Namen im Literaturbetrieb (Teil 5, Schluss): Mara-Daria Cojocaru hat gelernt, die Verhunzungen ihres Namens zu verschmerzen

  • Mara-Daria Cojocaru
  • Lesedauer: 3 Min.
Serie »Namen im Literaturbetrieb«: Eine Kiste mit Weggestecktem

Seit ich Deutsch gelernt habe, und das ist meine Muttersprache, meine Vatersprache Rumänisch, hat mein Vater Rumänisch nur am Telefon mit seinen Freunden gesprochen. Und in meinen ersten Kindersommern. Und wenn Verwandte da waren. Und wenn er im Auto fluchte. Also oft eigentlich. Also eigentlich verwunderlich, dass ich die Sprache nicht als Kind mitgegeben bekommen habe. Na, also seit ich Deutsch gelernt habe, habe ich mit Sprache immer auch gespielt. Heute bin ich unter anderem so etwas wie eine Dichterin und Sprachpoliererin. Das bedeutet, wenn man mit Worten spielt, empfinde ich Freude, Genugtuung, fühle mich wohl. Nur bei meinem eigenen Namen ist das etwas anders.

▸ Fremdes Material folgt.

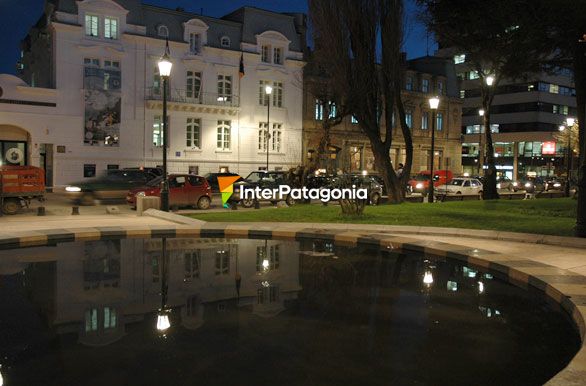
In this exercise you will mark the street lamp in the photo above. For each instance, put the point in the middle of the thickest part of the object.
(480, 149)
(268, 92)
(165, 71)
(433, 105)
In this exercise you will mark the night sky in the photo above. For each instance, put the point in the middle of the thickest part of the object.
(17, 16)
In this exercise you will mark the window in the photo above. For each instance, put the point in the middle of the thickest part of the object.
(424, 119)
(224, 128)
(192, 263)
(222, 262)
(91, 25)
(89, 170)
(110, 28)
(277, 55)
(263, 98)
(193, 84)
(163, 31)
(225, 88)
(319, 110)
(276, 137)
(459, 59)
(192, 132)
(157, 131)
(109, 318)
(91, 320)
(277, 94)
(265, 52)
(262, 136)
(194, 43)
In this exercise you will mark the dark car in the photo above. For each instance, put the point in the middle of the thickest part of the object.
(263, 180)
(531, 184)
(113, 185)
(184, 190)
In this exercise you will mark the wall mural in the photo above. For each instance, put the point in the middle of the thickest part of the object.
(102, 106)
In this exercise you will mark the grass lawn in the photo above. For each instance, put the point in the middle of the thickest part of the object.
(545, 216)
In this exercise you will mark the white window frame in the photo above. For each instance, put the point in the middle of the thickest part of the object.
(224, 135)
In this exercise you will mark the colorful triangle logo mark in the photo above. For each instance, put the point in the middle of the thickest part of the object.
(226, 185)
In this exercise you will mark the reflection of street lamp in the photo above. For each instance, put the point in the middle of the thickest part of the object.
(165, 71)
(268, 92)
(433, 105)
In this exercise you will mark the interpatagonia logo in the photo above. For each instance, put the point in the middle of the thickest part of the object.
(226, 185)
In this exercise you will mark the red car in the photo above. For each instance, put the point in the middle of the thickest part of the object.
(184, 190)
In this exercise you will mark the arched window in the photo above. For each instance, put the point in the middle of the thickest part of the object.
(163, 31)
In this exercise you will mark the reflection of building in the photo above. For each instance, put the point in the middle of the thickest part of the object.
(90, 97)
(349, 148)
(525, 114)
(118, 282)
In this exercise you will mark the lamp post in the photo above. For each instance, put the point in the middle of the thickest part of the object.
(268, 92)
(165, 71)
(480, 149)
(433, 105)
(569, 124)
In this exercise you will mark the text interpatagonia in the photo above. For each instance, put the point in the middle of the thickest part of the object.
(304, 193)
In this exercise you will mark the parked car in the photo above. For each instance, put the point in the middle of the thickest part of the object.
(264, 180)
(462, 185)
(113, 185)
(531, 184)
(420, 183)
(184, 190)
(504, 183)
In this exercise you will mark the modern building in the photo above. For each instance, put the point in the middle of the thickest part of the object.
(525, 117)
(90, 96)
(349, 149)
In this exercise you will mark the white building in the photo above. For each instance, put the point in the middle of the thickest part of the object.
(91, 97)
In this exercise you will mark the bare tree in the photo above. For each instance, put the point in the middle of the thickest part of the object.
(368, 81)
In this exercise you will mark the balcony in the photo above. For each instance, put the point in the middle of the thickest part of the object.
(181, 100)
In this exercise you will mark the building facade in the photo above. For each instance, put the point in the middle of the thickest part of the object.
(90, 96)
(349, 149)
(525, 118)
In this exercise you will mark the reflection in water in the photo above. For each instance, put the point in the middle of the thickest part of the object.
(306, 313)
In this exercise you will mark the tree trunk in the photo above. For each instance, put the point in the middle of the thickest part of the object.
(580, 83)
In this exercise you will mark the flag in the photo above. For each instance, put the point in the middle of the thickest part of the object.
(241, 70)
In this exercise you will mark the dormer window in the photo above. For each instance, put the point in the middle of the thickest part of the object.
(110, 28)
(91, 25)
(163, 31)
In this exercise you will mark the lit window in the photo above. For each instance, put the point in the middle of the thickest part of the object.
(91, 25)
(157, 132)
(110, 28)
(223, 137)
(458, 59)
(277, 55)
(192, 132)
(265, 53)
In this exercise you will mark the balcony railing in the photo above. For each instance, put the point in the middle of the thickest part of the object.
(183, 96)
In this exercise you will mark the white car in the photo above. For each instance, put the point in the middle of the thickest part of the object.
(461, 185)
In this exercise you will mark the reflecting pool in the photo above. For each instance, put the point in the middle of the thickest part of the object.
(259, 312)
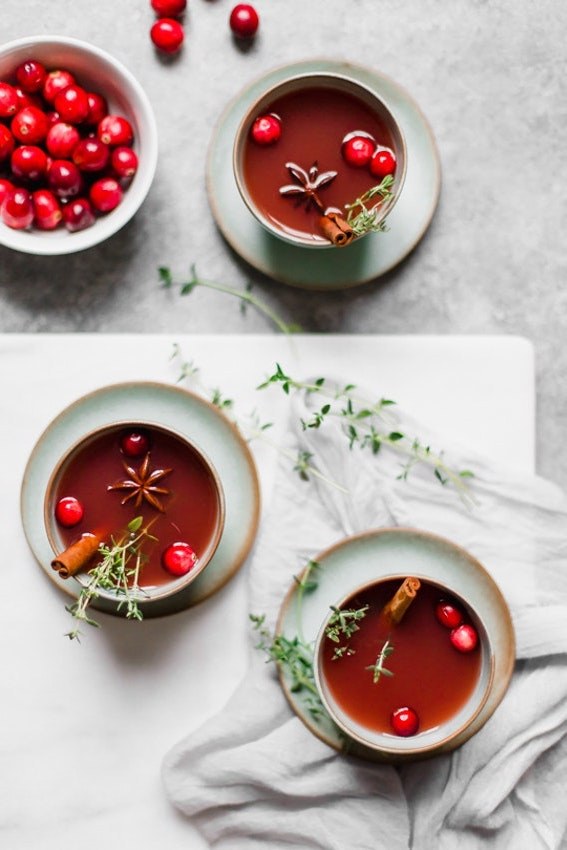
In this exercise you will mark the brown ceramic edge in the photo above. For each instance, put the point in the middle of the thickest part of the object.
(240, 250)
(245, 548)
(393, 751)
(294, 82)
(175, 585)
(375, 755)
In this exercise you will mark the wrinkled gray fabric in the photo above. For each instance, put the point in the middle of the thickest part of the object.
(256, 777)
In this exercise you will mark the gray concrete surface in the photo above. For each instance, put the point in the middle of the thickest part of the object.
(489, 75)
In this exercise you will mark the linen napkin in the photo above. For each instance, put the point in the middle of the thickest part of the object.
(256, 777)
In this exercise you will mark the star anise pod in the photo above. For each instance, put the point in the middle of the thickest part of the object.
(307, 183)
(142, 484)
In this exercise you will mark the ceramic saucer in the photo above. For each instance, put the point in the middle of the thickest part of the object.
(378, 554)
(366, 258)
(189, 415)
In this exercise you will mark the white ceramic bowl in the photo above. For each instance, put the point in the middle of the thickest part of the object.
(96, 71)
(433, 740)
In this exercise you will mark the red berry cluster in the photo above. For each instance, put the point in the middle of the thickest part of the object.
(361, 150)
(64, 158)
(463, 636)
(167, 33)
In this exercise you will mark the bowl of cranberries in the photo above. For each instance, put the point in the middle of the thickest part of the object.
(404, 667)
(78, 145)
(134, 510)
(319, 160)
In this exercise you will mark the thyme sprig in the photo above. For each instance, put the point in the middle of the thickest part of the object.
(250, 425)
(118, 570)
(246, 297)
(363, 215)
(370, 425)
(378, 668)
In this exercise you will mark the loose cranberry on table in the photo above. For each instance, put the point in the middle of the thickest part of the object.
(105, 194)
(78, 215)
(178, 559)
(135, 444)
(31, 75)
(29, 162)
(167, 34)
(244, 20)
(358, 150)
(448, 614)
(17, 209)
(8, 100)
(464, 638)
(46, 209)
(69, 511)
(115, 130)
(383, 163)
(404, 721)
(30, 125)
(266, 130)
(169, 8)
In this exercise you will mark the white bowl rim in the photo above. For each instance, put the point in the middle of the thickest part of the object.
(55, 243)
(386, 743)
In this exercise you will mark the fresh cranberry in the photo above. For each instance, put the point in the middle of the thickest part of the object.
(55, 82)
(64, 178)
(383, 163)
(6, 142)
(6, 186)
(53, 118)
(29, 162)
(30, 125)
(266, 129)
(135, 444)
(47, 211)
(244, 20)
(404, 721)
(98, 108)
(91, 155)
(17, 209)
(8, 100)
(115, 130)
(178, 559)
(69, 511)
(448, 614)
(464, 638)
(27, 99)
(357, 149)
(78, 214)
(61, 140)
(105, 194)
(124, 162)
(72, 104)
(31, 75)
(167, 35)
(169, 8)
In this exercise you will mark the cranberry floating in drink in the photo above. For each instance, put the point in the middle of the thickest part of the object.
(303, 160)
(144, 475)
(390, 666)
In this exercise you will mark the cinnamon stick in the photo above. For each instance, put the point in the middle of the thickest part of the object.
(77, 556)
(336, 229)
(401, 600)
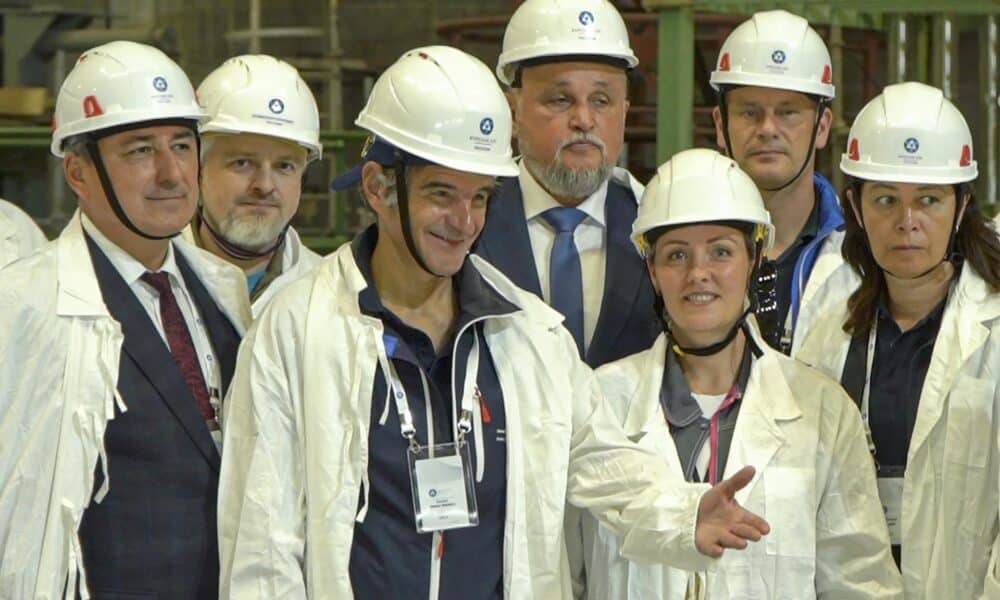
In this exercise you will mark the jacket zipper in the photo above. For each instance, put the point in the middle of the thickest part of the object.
(437, 553)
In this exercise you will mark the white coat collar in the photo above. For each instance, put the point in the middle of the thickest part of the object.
(79, 294)
(768, 405)
(345, 276)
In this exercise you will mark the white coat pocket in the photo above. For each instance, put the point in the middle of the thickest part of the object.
(970, 421)
(790, 508)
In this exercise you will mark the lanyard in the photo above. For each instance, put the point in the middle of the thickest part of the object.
(713, 433)
(469, 389)
(866, 391)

Das weiß wohl auch mein »poetischer Korrespondent« und Kollege Ron Winkler, der mir in unserem mittlerweile bei Schöffling & Co. erschienenen Wechsel »Du weißt nicht, wie schwer es geworden ist, einen Brief zu verschicken« am 30.11.2017 eine Nachricht schickt, nachdem er mal wieder meinen Namen irgendwo falsch geschrieben gelesen hat. Er fragt:

»Mara, ist jetzt Mara, ist heute Mara? Mara-D. D D D D D. Spielt ein Kind Maschinengewehr in deinem Namen? (…)«

Ich bin dankbar, wenn andere sich über die Verhunzung meines Namens beklagen, sie zumindest zur Sache machen, denn ich selber habe mir einen höflich-defensiven Umgang damit angewöhnt. Ich habe gelernt, das wegzustecken. Mehr noch sogar, wenn die Menschen an der Aussprache scheitern. Dann habe ich das Gefühl, dem anderen zu Hilfe zu eilen und irgendwie gnädig bis entschuldigend zu lächeln oder »Oder einfach Mara« sagen zu müssen – und manchmal auch noch »Maria ohne i!« hinterher. Ron stößt also gegen eine Kiste mit all dem Weggesteckten. Sie springt auf und ich antworte, postwendend:

Um deine Frage zu beantworten: Ja.

Mara-Daria Cojocaru

Maria-Daria Cojocaso

Mara-Dara Cajocara

Mira-Dora Cojacuro

Mari-Dari Cojucari

Mara-Darja Cocojaru

Maraj-Dara Cajucara

Damara Cocojara

plus Mara-Daria Denrestsparichmir

Mara Cojocaru

Maria-Dara Cujocura

Mara-Daria Cojucaru

Dana Maria Cojocaru

Cijocaru

Cajacau

Cojacarn

Damit hatte ich endlich den Kübel weggesteckter Buchstabenformationen ausgekippt, mit denen verschiedenste Menschen versucht haben, meinen Namen zu verwenden. Sehen Sie was?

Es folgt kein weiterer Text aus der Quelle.